Speaking of healthy breakfasts (as we did in Dispatch “Breakfast of champions?”), let’s set the record straight—once and for all—about eggs.
I’ve sometimes wondered whether the so-called “nutritionists” who have been anti-egg for decades now learned everything they know from the back of a cereal box.
My mentor, former U.S. Surgeon General C. Everett Koop, once told me he begins each day with a couple eggs. This daily ritual got him through a full career as a surgeon, operating every day at dawn. Plus a full eight years as U.S. Surgeon General (a modern-day record). And he’s still going strong in his 90’s.
But the evidence supporting eggs isn’t just anecdotal.
A recent study suggests that eating eggs for breakfast will keep those hunger pangs away until lunchtime. And might help you control your weight.
Some of my former colleagues now at the Pennington Biomedical Research Center in Baton Rouge, Louisiana, conducted this three-week study. For one week, participants ate either two eggs or a bowl of cereal for breakfast. Week two was a “wash-out period.” And during the third week, the groups switched breakfasts: Those who previously got cereal now got eggs, and vice versa.
The cereal contained the same amount of calories and protein as the eggs. Yet when the subjects ate eggs, they reported feeling more full all morning—and they ate less at lunch.

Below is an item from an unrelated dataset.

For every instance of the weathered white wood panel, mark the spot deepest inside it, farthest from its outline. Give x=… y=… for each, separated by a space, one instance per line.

Blood tests also showed when the participants ate eggs for breakfast, they had significantly lower levels of the appetite-stimulating hormone ghrelin in their blood three hours after breakfast. They also had significantly higher levels of leptin, another hormone that tells the body it’s “full.”
The satisfying effects of eggs are usually attributed to their high level of protein. But this study shows that it’s not necessarily the amount of protein you eat. It’s the type of protein that determines how satisfied you feel.
This discovery surprised the researchers. But it’s something I’ve talked about for years and again just recently—here in the Dispatch and in my Insiders’ Cures newsletter. The importance of quality—not just quantity—of the nutrients in the diet. And in the body.
And the undeniable fact is: Eggs keep you feeling full longer because they contain high-quality protein.